宋挽月看著那一滴血,心裡升起一股子奇異的感覺,這跟人血、豬血都不大一樣,帶著一種不同尋常的質地,就好像經過某種特殊處理,被塑封成一滴流動的水滴,不會乾涸。

努力克製著心裡不舒服的感覺,宋挽月的指尖貼近瓶口,她嫩白的指腹在碰到血洗的一刻,血滴瞬間碎裂,她趕緊往眉心正中拍了拍。

原本以為拍上之後會像是朱砂痣一樣的感覺,可宋挽月錯愕的發現那血滴居然融化於她的眉間,就好像被吸收了一樣,瞬間不見,而她的腦門有一股子清清涼涼的感覺擴散開來。

有點懵,有點不真實的,想到即將能看到她朝思夢想的愛人,宋挽月都不知道該邁哪那一隻腳了,順拐著就出來了。

徐如影正站在水池邊,低著頭給她削蘋果,彆看她的個子比得上模特,但是背影卻瘦削到讓人心疼。

宋挽月幽幽的看著,萬千情緒都融化於心頭,她的眼圈紅了。

轉過身來……明雨……+思+兔+在+線+閱+讀+

就好像是聽見了她的聲音,徐如影轉過了身,在倆人對視那一瞬間,宋挽月不僅沒有看見她的明雨,反而覺得頭像是被棍子猛地敲擊了一下,人瞬間向後失去了知覺。

徐如影嚇了一跳,也不顧不上手上還有水,趕緊摟住了宋挽月:“挽月?挽月?”

她一著急,之前咬裂的唇又被撐破,有新的血滴滲出,泛著詭異的豔紅。

******

第二天一早。

宋挽月黑著臉夾著書進了辦公室。

正在那跟個鬆鼠似的吃零食的秦蕭看見她過來,趕緊湊了過去:“怎麼樣,姐姐?”

看見愛人歸來的感覺一定棒極了吧?

她已經迫不及待的要聽她激動的心路曆程了。

“哼。”宋挽月冷哼,她冷凝著一張俏臉:“工作時間叫老師。”

秦蕭:……

什麼情況???

宋挽月真的是氣死了。

她再也不要相信這個神棍了。

她可忘不了,今天早上起來的時候,她看見徐如影坐在她的對麵,用那種“宋老師你酒品實在太差了哦不,是沒有酒品”的一言難儘的眼神看著她。

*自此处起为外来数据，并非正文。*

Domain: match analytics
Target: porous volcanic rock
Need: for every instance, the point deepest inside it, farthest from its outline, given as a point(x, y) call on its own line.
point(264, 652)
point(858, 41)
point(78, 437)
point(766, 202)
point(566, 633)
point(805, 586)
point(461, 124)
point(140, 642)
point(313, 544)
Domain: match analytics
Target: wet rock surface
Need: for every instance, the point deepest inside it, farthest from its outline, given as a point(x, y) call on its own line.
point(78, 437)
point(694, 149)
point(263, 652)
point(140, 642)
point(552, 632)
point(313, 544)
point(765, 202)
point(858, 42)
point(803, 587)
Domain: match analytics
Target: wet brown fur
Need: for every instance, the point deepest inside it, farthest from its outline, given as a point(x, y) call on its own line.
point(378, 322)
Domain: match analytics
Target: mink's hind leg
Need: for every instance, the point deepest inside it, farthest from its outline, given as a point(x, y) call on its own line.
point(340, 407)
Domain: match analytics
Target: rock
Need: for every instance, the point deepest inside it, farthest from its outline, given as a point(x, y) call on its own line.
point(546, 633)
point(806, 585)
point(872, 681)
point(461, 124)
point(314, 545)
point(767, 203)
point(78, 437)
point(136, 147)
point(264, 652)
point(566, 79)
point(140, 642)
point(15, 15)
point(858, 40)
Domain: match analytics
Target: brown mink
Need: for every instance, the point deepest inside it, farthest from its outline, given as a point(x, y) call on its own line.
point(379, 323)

秦蕭纏著宋挽月一上午,聽到她說什麼都沒有看見,把頭搖成了陀螺:“不可能,不可能的,我的血怎麼會出問題?”

宋挽月真的很想讓她起開。

她再相信這個神棍,她就真的是宋大傻子。

大傻子當一次就好了,絕對不會第二次出現在她的人生之中。

宋挽月近乎冷酷的看著她:“我不會再相信你,我又不是傻子。”

“到底是哪兒出了問題。”秦蕭自言自語,兩眼無神的想著:“你真的真的一點反應都沒有嗎?”

宋挽月冷冷的:“我是一個中正的人。”

秦蕭看她這次是真的對自己的信賴消耗殆儘了,沒有辦法,為了證明自己的能力,她咬了咬牙:“你等著,我做給你看。”

做?怎麼做?

今天的課不多,宋挽月姑且就當打發時間了,她兩腿交疊,冷眼看著秦蕭忙乎。

秦蕭翻箱倒櫃的,不知道的以為她要拿祖傳的尚方寶劍一般,翻騰了半天,她從抽屜裡拿出一個裝蛐蛐的竹籠子:“宋老師,你看!”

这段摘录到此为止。